Updated

A top European human rights official called Friday for refugees to be resettled in Europe directly from camps near conflicts zones to prevent them from enduring long and dangerous journeys that are unnecessary anyway.

Nils Muiznieks, human rights commissioner for the Council of Europe, said that since 99 percent of Syrian refugees and about two-thirds of those from Afghanistan are granted international protects in Europe anyway, it was a "chaotic and inefficient policy" to make them take long journeys by land and sea while relying on human traffickers.

"Why make them go through this suffering? Why not have resettlement directly from in and around the areas of conflict?" Muiznieks said in an interview with The Associated Press. "It would be a much more humane solution."

Asylum seekers from the Middle East have been making long treks into Europe through Greece and the Balkans, facing dangerous sea journeys and blocked borders as more and more countries in the region put up barriers.

Macedonia became the latest country o try to block migrants at its border, causing hundreds to be stranded. On Thursday, hundreds of migrants clashed with Macedonian riot police at as they tried to force their way through the cordon.

The International Organization for Migration said Friday that after the number of people crossing into Europe from Turkey topped 5,000 on Wednesday after dropping to just 155 on Sunday.

Muizinieks urged more countries to follow the policies of Germany and Britain, which have already carried out resettlements or have pledged to do so.
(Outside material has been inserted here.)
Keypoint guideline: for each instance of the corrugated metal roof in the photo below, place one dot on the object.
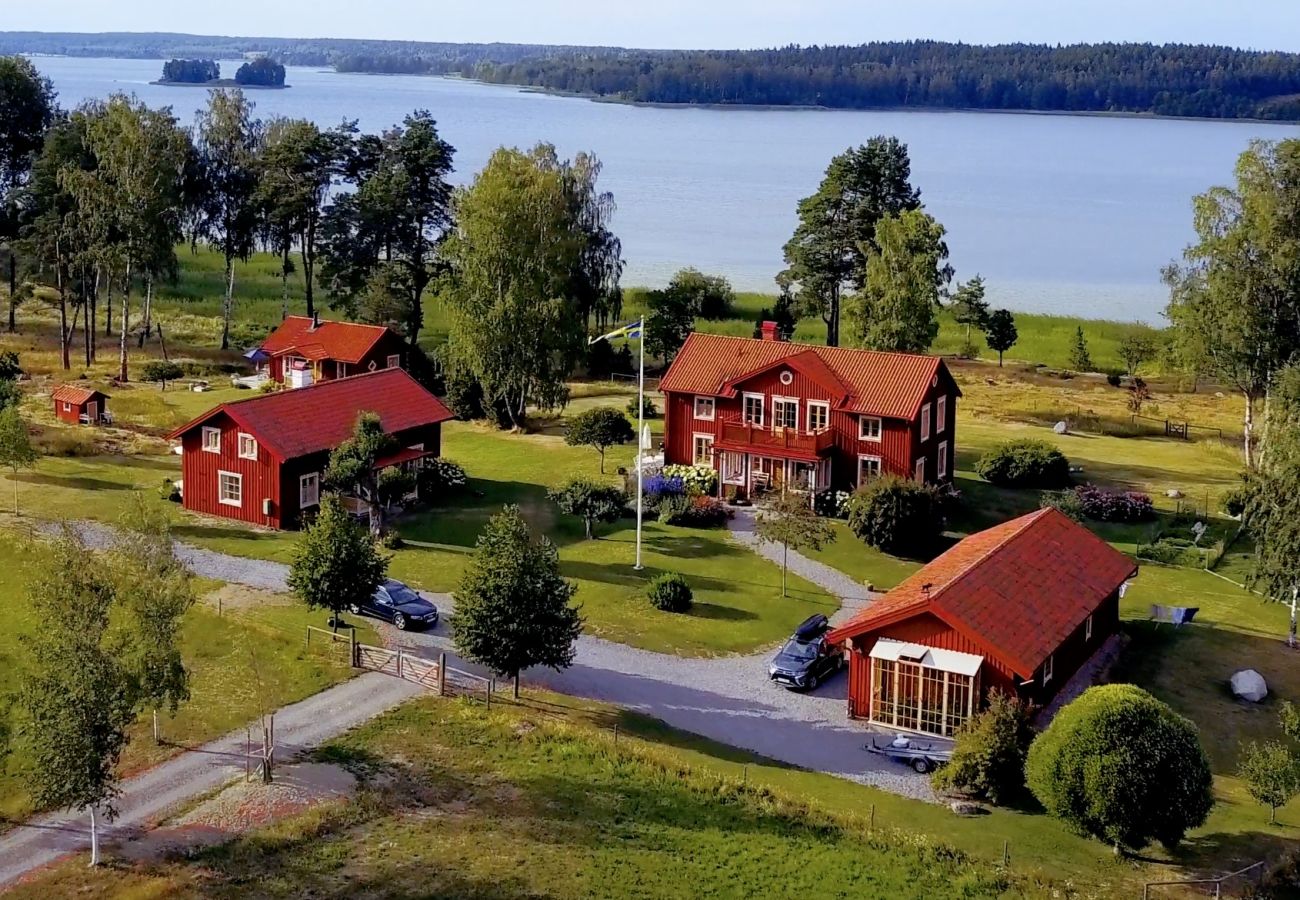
(879, 384)
(345, 341)
(1019, 588)
(297, 423)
Muiznieks, whose visit to Hungary focused on migration, also said that while he had initially opposed mandatory European Union quotas to relocate migrants, he now favored the scheme because otherwise countries showed no inclination to take part.
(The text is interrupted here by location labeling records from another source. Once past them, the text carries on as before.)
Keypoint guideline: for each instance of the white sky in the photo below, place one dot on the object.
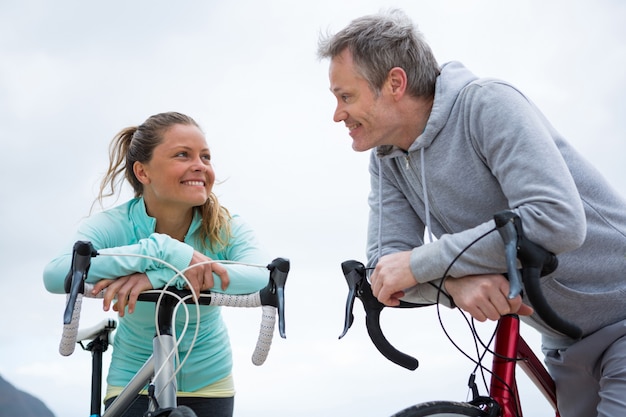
(73, 73)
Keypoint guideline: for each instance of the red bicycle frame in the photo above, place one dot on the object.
(511, 350)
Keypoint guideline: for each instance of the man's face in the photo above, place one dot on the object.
(364, 113)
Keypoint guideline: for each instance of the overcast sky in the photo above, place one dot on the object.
(73, 73)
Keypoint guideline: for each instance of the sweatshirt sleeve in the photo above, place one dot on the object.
(519, 147)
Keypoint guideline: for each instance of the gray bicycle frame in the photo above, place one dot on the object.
(164, 383)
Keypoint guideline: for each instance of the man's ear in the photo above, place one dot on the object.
(397, 80)
(139, 170)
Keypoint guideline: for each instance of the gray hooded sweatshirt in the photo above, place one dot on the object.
(487, 148)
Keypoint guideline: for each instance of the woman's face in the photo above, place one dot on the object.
(180, 172)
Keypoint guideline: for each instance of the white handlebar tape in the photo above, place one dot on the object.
(68, 338)
(240, 300)
(266, 333)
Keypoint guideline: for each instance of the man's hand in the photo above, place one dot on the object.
(391, 277)
(485, 296)
(201, 276)
(126, 289)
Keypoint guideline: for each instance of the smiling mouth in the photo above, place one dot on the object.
(353, 126)
(194, 183)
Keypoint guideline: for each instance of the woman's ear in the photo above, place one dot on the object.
(139, 170)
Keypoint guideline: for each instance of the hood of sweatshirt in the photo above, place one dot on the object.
(453, 78)
(451, 81)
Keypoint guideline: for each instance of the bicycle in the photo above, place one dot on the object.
(509, 348)
(159, 372)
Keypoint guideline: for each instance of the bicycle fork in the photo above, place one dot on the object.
(162, 391)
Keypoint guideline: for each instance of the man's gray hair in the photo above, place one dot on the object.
(381, 42)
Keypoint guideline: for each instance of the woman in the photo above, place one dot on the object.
(174, 216)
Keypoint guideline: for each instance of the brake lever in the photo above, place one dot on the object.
(274, 293)
(536, 262)
(354, 273)
(358, 286)
(74, 284)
"Voluntary solidarity has not worked so we need rules-based solidarity," Muiznieks said, calling the so-called Dublin rules — which allow migrants to be returned to the countries where they first entered the EU — "bankrupt" because they put "unsustainable pressures on front-line countries" like Greece, Italy, Hungary and Slovenia.

He added that while relocation quotas were a "first step forward," guidelines for receiving and integrating refugees needed to be shared across the EU. While some countries offer free language lessons, housing assistance and vocational training, others offer migrants "virtually nothing," he said.
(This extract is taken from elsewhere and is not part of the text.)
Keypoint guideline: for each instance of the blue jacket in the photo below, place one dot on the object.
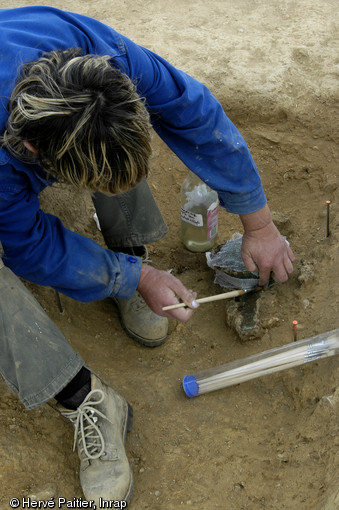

"Unless there's a further harmonization of these standards, people will go where they get support," Muiznieks said. "We need to work toward a common response to this challenge."

The commissioner also said that connecting terrorism with migration, like Hungary's government has done for months, was a "false association."

"It actually risks reinforcing prejudice against migrants by linking them with imagined security threats," Muiznieks said. "It would divert attention from the real security threats which are returning fighters from hot places."

Regarding the situation in Hungary, which put up fences on its borders with Serbia and Croatia to divert the migrant flow, Muiznieks was critical of the government's anti-migrant policies and campaigns.

"I took them to task for this and urged them to refrain from such actions because it makes the integration of the small number of foreigners in Hungary much more problematic," Muiznieks said.